Le bébé est mort.
C'est à travers cette phrase, à la fois simple et d'une violence inouï, que s'ouvre
Chanson Douce, prix Goncourt 2016.
Le cadre étant posé, on se laisse happer par ce huis clos psychologique d'une rare intensité.
L'infanticide n'est pourtant pas le point de départ, mais d'arrivée. Une fois cet évènement exposé, l'autrice va faire chemin inverse, en nous racontant l'arrivée du loup dans la bergerie, jusqu'à ce climax final, qui n'en ai finalement plus un. Ainsi, le lecteur découvre avec une inavouable délectation la chronologie des faits et les mécanismes pernicieux qui ont conduit à la tragédie.

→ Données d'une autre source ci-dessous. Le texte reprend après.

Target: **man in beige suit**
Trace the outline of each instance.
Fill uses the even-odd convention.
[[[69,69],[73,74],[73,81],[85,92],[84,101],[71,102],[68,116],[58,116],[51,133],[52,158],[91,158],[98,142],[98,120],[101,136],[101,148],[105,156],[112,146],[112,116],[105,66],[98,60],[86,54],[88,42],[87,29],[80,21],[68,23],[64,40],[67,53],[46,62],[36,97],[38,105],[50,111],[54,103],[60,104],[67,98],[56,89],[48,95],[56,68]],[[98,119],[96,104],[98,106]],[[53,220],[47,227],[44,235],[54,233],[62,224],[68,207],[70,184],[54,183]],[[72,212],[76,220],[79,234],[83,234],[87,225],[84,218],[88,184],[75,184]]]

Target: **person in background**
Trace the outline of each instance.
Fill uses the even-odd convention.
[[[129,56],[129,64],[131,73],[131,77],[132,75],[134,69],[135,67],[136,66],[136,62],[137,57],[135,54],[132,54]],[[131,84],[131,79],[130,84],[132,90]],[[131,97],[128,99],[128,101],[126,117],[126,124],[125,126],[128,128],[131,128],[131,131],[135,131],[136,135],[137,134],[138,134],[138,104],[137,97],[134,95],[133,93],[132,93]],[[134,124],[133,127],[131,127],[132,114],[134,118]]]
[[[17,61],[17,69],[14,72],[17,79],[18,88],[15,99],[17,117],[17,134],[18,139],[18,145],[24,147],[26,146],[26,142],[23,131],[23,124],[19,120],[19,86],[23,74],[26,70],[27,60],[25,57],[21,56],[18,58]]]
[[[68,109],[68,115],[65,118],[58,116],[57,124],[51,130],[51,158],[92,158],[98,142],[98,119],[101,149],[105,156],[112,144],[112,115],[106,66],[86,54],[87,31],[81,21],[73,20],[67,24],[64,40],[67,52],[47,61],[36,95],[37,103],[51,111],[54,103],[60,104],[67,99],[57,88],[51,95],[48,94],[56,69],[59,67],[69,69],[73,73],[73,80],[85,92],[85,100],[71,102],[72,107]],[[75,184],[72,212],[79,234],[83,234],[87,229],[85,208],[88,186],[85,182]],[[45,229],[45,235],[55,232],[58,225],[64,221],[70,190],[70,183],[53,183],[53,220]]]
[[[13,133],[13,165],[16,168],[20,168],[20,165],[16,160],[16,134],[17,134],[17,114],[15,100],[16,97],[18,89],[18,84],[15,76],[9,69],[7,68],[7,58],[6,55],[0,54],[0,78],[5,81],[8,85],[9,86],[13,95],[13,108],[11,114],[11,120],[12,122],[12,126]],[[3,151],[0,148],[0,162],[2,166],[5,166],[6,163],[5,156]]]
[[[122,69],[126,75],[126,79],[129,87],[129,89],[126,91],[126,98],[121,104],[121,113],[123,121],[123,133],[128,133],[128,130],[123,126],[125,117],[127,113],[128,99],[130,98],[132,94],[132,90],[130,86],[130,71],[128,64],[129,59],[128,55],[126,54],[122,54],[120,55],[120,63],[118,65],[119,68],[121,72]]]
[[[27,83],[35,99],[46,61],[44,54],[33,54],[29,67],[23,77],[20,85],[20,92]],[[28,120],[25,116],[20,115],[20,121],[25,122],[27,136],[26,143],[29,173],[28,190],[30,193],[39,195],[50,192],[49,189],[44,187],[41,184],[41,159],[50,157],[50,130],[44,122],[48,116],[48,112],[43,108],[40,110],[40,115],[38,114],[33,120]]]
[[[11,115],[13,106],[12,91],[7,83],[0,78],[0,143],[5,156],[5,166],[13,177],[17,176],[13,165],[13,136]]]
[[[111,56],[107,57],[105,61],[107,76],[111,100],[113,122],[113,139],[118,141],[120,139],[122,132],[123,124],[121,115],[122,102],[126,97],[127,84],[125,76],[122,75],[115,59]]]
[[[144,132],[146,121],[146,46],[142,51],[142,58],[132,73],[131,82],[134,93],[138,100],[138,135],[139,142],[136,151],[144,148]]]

On fait alors la rencontre d'un couple cherchant à se libérer de ses obligations domestiques et parentales, ainsi que de Louise, recrutée comme nounou. Encensé par des amis du couple pour ses nombreuses qualités et son savoir faire, la femme au physique frêle et au visage de poupée va leur devenir indispensable. Mais les apparences ne durent qu'un temps, voire s'estompent, au fur et à mesure qu'une relation d'interdépendance malsaine s'installe entre ces parents aveuglés par l'ambition et cette femme aux multiples visages. Plus Louise occupe les lieux, plus elle devient une sorte de parasite indélogeable, qui étend son influence sur le foyer "qui ne tenait que grâce à elle".
Malgré son titre suave,
Chanson douce est pétri d'une rare violence, discrète et muette, comme tapis entre les quatre murs de l'appartement du couple Massé. Cette dernière s'exerce à l'égard de tous les personnages, auxquels s'opposent des barrières sociales différentes : Louise est contrainte par sa situation précaire à vivre dans un taudis ; Myriam, a renoncer à son travail en donnant naissance à ses deux enfants ; Wafa doit régulariser sa situation d'immigré en se mariant pour des papiers...
C'est d'ailleurs les personnages féminins qui sont écrit avec le plus de finesse et de complexité. Chacune de ces femmes cherchent une voie d'émancipation pour contrer sa condition, quitte à faire des sacrifices.
Le plus grand d'entre eux, aussi paradoxale que cela puisse paraître, est sans doute celui de Louise, cette femme vouée à la solitude, car incapable d'aimer. Revêtant son costume de
Mary Poppins, elle nourri des obsessions et des fantasmes, jusqu'à un meurtre aussi dément que désespéré.